I recall so many of those days. Great memories!
But can you also remember the last time you ever saw those friends? How it hurt to say goodbye? How you weren’t sure you’d ever see them again?
I’m about to experience that feeling multiplied many times over.
Because for 40 years, books have been my friends.
My wife and I have been reviewing every possession we own to see if we want to (a) keep it, (b) sell it, (c) trash it, or (d) give it away. I applied for an exemption for my books, but it was denied.
When we moved into our current home, I carefully went through every book I owned, placing the ones I value most on the bookshelves in my study. Here’s a photo of 60% of them:
I have so many books that I buy very few anymore, although I do let myself be seduced on occasion. If I can purchase a volume on Kindle for a lesser rate than a hard copy, I’ll do that. There just isn’t space anymore for all my friends.
And they are my friends. I can tell you when I first met most of them.
Some I inherited from my grandfather or father.
Some were purchased for me by my mother or wife or children.
Some were obtained through CBD – Christian Book Discounters, the mail-order group.
Some were bought at bookstores, although those are becoming increasingly extinct.
Some were given to me as gifts by people I treasure – and in most cases, I’m saving those, even if I never plan on using them again.
And some were purchased on Amazon, the website that has curtailed my bookstore visits by 78%.
Many people have asked me, “Jim, have you read all those books?” My answer is always the same: “No, I’ve read many of them, but I’ve used all of them.”
Some books are signed by people like Nolan Ryan, Rod Carew, John Wooden, Barry Goldwater, Robert Novak, Josh McDowell, and R. A. Torrey. Those are definitely keepers.
But other books are dated. I have a set of small paperbacks from 30 years ago on how to do church ministry. I devoured those books at the time, but they’re practically worthless today – so maybe someone else can use them.
Then there are sets I acquired when I was in college, like William Hendriksen’s commentaries on the New Testament. I read his entire commentary on Mark and used all the others, but I haven’t consulted them in years – so off they go.

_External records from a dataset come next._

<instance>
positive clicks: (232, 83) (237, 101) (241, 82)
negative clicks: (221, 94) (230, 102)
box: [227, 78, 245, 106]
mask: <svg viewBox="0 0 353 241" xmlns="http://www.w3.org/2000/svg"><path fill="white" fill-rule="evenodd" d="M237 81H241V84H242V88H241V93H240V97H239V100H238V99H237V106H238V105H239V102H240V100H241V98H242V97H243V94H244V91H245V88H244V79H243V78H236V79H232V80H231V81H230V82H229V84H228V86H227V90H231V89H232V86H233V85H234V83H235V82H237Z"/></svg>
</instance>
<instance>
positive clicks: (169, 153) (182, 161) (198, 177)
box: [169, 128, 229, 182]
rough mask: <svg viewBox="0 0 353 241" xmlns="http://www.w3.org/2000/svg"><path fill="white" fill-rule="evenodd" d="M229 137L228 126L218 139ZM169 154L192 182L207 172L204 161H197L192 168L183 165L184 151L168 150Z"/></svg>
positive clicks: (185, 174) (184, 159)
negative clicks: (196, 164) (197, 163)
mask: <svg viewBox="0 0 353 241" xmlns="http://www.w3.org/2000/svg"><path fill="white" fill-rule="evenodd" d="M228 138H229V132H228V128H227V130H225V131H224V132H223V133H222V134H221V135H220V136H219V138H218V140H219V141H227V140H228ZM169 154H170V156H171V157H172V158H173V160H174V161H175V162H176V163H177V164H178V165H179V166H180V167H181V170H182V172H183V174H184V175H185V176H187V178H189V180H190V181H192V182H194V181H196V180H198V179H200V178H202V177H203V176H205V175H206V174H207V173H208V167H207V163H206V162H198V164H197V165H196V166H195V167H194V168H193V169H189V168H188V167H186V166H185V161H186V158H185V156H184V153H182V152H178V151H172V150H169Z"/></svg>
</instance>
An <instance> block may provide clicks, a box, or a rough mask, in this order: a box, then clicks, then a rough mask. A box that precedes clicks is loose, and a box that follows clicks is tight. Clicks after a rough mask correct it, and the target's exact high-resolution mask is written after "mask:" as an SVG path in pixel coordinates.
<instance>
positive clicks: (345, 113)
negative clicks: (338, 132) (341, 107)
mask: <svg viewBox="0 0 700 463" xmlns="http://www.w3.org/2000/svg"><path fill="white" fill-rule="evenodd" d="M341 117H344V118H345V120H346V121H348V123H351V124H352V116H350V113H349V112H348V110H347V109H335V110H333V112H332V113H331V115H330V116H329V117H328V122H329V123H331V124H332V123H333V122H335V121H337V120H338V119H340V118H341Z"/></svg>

I found a large bookstore not too far away that buys book collections. They even come to your house to make you an offer. How much do you think I can get for 17 boxes’ worth?
There’s just something about books that I love: the typeset, the layout, sometimes even the smell … it’s all so inviting.
My friends have never rejected me, though they play hide’n’seek at times. They’re just always there when I need them.
After looking at every one of my companions, I’ve decided to keep the rest of the books in these boxes:
I promised my wife that I’d only keep enough books to fill one more bookshelf. I get six shelves, she gets two – and one is for DVDs. So I’m going to have to say goodbye to even more friends in the future.
It’s almost unbearable.
When I’m watching sports … when I’m ready to fall asleep … when I’m meeting with God … when I’m conducting research … when I need some friendly advice … when I just want to curl up on a rainy day … I reach out for a friend.
And my friends have never let me down.